Events around country to recall crushing of hope of Prague Spring

'Soviet Invasion – August 1968' at Prague’s Old Town Hall, photo: ČTK/Vít Šimánek

Dozens of events are planned for Prague and elsewhere in the Czech Republic in connection with Tuesday’s 50th anniversary of the Soviet-led invasion of Czechoslovakia. Exhibitions, talks, concerts and more will recall the violent suppression of the Prague Spring reform movement.

'Soviet Invasion – August 1968' at Prague’s Old Town Hall,  photo: ČTK/Vít Šimánek
Czechoslovak Radio saw the worst of the violence when troops from the USSR and other Warsaw Pact states invaded the country on the night of August 20 to August 21, 1968.

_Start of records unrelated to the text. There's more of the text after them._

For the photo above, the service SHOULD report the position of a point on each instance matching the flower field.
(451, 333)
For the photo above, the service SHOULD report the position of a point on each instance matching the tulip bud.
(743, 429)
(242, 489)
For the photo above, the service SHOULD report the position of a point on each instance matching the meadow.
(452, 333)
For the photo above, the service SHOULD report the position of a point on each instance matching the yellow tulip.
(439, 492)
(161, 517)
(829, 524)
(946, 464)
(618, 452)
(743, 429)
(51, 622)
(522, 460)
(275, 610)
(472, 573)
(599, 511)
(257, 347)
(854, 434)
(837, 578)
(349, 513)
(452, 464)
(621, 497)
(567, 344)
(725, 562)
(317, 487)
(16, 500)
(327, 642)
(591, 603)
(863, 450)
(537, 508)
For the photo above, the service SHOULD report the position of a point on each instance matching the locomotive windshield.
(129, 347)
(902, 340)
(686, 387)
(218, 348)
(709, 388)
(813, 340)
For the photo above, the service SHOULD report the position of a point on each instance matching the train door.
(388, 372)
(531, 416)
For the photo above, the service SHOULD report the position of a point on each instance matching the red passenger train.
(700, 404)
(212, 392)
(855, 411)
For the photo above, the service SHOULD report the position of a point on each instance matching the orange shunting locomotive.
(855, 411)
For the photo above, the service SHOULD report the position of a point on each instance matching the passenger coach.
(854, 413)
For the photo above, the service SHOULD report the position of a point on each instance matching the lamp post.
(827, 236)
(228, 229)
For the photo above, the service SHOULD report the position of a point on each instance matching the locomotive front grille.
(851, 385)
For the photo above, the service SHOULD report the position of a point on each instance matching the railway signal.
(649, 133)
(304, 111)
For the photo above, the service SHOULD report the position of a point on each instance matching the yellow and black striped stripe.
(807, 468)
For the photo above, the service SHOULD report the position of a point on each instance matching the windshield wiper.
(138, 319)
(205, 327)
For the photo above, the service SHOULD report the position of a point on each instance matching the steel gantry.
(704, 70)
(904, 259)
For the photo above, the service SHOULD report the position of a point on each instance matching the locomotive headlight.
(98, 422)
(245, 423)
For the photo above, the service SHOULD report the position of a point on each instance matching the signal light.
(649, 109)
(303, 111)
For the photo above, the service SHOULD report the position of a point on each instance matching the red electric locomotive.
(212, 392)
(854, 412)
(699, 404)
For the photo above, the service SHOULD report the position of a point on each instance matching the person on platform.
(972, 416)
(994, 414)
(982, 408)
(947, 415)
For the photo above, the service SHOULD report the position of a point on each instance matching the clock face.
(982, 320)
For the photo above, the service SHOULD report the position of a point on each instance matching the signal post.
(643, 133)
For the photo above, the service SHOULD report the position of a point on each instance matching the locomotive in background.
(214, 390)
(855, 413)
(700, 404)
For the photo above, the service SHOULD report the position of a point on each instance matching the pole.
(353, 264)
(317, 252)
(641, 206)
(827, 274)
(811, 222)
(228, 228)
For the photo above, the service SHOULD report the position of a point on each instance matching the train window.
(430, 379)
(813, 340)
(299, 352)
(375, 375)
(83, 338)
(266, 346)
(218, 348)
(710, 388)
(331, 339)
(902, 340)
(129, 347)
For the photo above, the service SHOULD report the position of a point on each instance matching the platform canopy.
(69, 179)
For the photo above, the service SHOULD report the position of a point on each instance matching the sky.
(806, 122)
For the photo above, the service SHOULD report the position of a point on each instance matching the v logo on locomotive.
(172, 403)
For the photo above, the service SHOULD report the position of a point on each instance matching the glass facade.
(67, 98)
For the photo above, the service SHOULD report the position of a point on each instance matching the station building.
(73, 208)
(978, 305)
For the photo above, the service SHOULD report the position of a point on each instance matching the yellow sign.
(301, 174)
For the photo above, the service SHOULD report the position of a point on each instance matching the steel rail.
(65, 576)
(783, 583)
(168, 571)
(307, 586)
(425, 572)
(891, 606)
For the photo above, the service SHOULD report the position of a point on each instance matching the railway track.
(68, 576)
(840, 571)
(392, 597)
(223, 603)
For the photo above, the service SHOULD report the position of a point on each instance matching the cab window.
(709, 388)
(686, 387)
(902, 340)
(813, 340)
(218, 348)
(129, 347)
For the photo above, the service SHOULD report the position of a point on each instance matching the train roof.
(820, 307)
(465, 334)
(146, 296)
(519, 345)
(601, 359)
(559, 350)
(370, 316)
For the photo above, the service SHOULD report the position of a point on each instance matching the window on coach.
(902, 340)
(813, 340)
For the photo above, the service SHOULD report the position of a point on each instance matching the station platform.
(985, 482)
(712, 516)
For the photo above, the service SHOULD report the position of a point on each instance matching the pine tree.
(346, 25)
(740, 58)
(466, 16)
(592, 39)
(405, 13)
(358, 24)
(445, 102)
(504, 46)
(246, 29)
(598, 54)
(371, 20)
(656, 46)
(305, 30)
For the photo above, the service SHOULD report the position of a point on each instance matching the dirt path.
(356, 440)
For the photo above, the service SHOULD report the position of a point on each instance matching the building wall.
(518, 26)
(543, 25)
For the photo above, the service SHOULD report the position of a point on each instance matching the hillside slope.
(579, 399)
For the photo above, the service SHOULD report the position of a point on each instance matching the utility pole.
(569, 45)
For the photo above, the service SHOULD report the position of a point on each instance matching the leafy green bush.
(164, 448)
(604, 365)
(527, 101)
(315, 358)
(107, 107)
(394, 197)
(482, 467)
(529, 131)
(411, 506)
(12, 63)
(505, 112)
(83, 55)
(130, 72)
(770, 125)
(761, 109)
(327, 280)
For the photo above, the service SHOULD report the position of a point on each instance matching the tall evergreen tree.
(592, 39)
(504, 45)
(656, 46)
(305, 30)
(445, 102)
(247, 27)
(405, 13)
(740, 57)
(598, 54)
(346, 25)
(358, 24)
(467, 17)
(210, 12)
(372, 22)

Today’s Czech Radio will recall those events with a special 13-hour broadcast, running from 9 p.m. on Monday until 10 a.m. the next day.

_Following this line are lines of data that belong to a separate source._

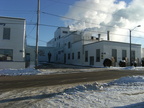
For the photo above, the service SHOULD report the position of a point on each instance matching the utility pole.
(131, 45)
(37, 34)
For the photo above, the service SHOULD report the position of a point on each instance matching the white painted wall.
(17, 39)
(43, 54)
(80, 43)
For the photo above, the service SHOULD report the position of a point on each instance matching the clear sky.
(51, 10)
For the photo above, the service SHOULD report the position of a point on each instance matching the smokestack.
(98, 37)
(108, 38)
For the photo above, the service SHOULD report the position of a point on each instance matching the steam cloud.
(100, 16)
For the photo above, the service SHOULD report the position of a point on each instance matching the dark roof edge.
(12, 18)
(114, 42)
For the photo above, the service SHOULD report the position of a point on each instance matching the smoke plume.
(100, 16)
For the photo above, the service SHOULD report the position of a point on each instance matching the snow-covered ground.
(32, 71)
(126, 92)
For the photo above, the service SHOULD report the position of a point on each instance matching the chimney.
(99, 37)
(108, 38)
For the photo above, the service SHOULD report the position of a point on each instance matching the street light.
(130, 41)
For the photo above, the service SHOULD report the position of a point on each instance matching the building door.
(91, 60)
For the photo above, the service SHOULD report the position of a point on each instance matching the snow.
(16, 72)
(126, 92)
(32, 71)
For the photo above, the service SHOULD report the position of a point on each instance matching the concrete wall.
(17, 39)
(42, 55)
(12, 65)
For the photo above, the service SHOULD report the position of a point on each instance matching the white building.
(72, 47)
(12, 42)
(42, 55)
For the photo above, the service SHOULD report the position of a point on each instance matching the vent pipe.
(108, 37)
(99, 37)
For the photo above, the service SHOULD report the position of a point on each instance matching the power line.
(85, 21)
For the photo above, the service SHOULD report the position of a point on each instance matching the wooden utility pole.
(37, 34)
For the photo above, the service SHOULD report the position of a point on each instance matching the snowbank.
(126, 92)
(15, 72)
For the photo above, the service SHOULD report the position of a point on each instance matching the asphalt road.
(16, 82)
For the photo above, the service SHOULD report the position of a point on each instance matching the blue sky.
(27, 9)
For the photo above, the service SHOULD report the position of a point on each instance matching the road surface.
(16, 82)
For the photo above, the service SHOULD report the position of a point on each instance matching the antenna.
(37, 34)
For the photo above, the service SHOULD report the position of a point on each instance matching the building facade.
(45, 55)
(12, 42)
(72, 47)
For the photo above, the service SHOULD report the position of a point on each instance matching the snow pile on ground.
(128, 68)
(15, 72)
(126, 92)
(134, 80)
(32, 71)
(129, 93)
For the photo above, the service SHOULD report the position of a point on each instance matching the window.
(97, 55)
(86, 56)
(124, 54)
(133, 55)
(72, 55)
(69, 56)
(114, 54)
(69, 44)
(6, 54)
(78, 55)
(65, 32)
(6, 33)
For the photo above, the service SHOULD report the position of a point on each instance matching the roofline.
(12, 18)
(113, 42)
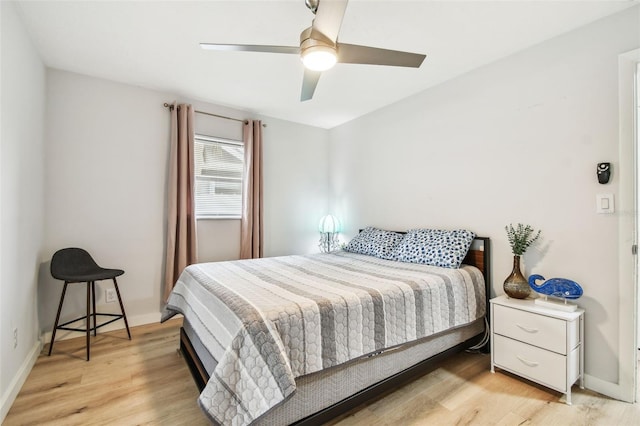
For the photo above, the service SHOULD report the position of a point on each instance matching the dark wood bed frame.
(478, 258)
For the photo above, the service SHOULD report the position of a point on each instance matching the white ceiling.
(154, 44)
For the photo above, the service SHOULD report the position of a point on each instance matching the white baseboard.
(143, 319)
(609, 389)
(18, 380)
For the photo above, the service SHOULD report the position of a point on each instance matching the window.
(219, 165)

Journalists will report from dozens of spots connected with the invasion, archive materials will be aired and the station has recorded numerous new interviews with eye-witnesses to August 1968.

An hour after that broadcast comes to an end Prime Minister Andrej Babiš and the speakers of both chambers of Parliament will speak at a memorial ceremony at the entrance to the main Czech Radio building on Vinohradská St. A new plaque will be unveiled to previously unknown victims of the invasion.

As part of its Project 68, Czech Radio has also organised a concert on the nearby Wenceslas Square on Tuesday evening, starting at 8 p.m. Among the long list of artists taking part will be singer Marta Kubišová, whose ballad A Prayer for Marta became a symbol of the crushing of the Prague Spring.

Around the same time that show is happening there will be a special video-mapping projection on the National Museum building.

Also on Tuesday evening, the National Gallery in Prague is holding a free event entitled Opening ’68 at its Trade Fair Palace location.

Visitors can enjoy an exhibition of Josef Koudelka’s now iconic photographs of the invasion, as well as a screening of footage from those days shot by Czech New Wave director Jan Němec.

An exhibition at Prague's Skautský institut highlights the brave individuals who protested the invasion elsewhere in the Soviet Bloc, at high personal cost. Some of them have come to the city and will be speaking at the Václav Havel Library on Tuesday evening.

Other noteworthy exhibitions include Soviet Invasion – August 1968, which is already running at the Old Town Hall.

August 68 in Prague | Photo: Czech Radio
People can also take in a number of outdoor photography shows, including in front of the City of Prague Museum at Florenc, at the Vítkov National Monument, on Vítězné náměstí and, from next Wednesday, on Jungmannovo náměstí.

The capital is of course not the only place where events are taking place.

The town hall in Plzeň is hosting an exhibition recalling the occupation, while similar events can be enjoyed in Brno, Ostrava, Pardubice and a number of other cities and towns.

In Liberec – one of the worst affected cities in 1968 – there will be a concert of songs by protest singer Karel Kryl.